Quoted By:
An irrational number is a number. But what is a number? A number is a quantity. But what is a quantity? A quantity is a relation that relates itself to itself, or is the relation's relating itself to itself in the relation; a quantity is not the relation but is the relation's relating itself to itself. An irrational number is a synthesis of the infinite and the finite, of the temporal and the eternal, of freedom and necessity, in short, a definition. A definition is a relation between two. Considered in this way, an irrational number is still not a quantity.
In the relation between two, the relation is the third as a negative unity, and the two relate to the relation and in the relation to the relation; thus under the qualification of the mathematical the relation between the mathematical and the physical is a relation. If, however, the relation relates itself to itself, this relation is the positive third, and this is a quantity.
Such a relation that relates itself to itself, a quantity, must either have established itself or have been established by another.

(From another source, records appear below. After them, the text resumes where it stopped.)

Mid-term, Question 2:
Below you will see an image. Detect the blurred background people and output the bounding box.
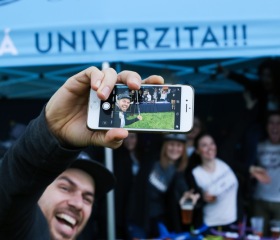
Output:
[219,58,280,165]
[189,132,238,230]
[250,111,280,236]
[113,133,143,239]
[124,134,199,239]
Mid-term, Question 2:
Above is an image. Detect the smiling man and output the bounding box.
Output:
[38,152,115,239]
[0,67,163,240]
[114,92,142,128]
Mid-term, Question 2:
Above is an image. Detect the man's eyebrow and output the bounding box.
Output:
[57,176,94,197]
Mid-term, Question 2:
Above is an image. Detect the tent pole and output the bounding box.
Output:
[102,62,116,240]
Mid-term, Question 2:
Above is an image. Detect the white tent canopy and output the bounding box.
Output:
[0,0,280,98]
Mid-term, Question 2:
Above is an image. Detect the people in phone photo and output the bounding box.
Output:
[113,92,142,128]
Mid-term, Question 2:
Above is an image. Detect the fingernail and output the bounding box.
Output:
[102,86,110,97]
[95,80,101,88]
[133,78,141,87]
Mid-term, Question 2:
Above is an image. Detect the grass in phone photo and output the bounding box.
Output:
[125,111,175,129]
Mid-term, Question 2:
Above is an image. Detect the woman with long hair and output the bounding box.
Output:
[124,134,199,239]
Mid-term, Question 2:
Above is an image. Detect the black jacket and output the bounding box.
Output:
[0,109,79,240]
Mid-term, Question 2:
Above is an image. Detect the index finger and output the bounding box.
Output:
[117,71,141,90]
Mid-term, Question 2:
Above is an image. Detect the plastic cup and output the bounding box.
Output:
[181,201,193,224]
[251,217,264,237]
[270,220,280,239]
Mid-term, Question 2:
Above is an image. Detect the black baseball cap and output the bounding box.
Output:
[69,151,116,197]
[163,133,187,143]
[118,92,131,100]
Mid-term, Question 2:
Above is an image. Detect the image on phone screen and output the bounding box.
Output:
[98,85,185,130]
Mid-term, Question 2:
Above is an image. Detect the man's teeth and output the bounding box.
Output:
[57,213,77,226]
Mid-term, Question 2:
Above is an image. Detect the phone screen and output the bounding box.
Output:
[98,85,182,130]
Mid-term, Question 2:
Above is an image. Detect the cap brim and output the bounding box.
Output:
[70,159,116,197]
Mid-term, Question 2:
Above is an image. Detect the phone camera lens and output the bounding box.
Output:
[102,102,111,110]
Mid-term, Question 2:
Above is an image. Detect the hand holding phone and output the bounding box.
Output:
[87,84,194,132]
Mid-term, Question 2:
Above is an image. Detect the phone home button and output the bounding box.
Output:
[102,102,111,110]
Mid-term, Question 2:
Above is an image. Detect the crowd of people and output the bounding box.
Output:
[0,60,280,240]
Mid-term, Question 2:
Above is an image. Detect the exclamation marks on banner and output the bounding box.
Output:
[223,25,247,46]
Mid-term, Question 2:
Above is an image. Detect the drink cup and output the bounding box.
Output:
[251,217,264,237]
[181,201,193,224]
[270,220,280,239]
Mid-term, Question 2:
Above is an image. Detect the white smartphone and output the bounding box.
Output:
[87,84,194,133]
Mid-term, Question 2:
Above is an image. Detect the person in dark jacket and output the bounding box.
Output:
[0,67,163,240]
[114,92,142,128]
[124,134,199,239]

If the relation that relates itself to itself has been established by another, then the relation is indeed the third, but this relation, the third, is yet again a relation and relates itself to that which established the entire relation.
An irrational number is such a derived, established relation, a relation that relates itself to itself and in relating itself to itself relates itself to another. This is why there can be two forms of quantification in the strict sense. If an irrational number had itself established itself, then there could be only one form: quantifying another, to do away with oneself, but there could not be the form: to quantify oneself.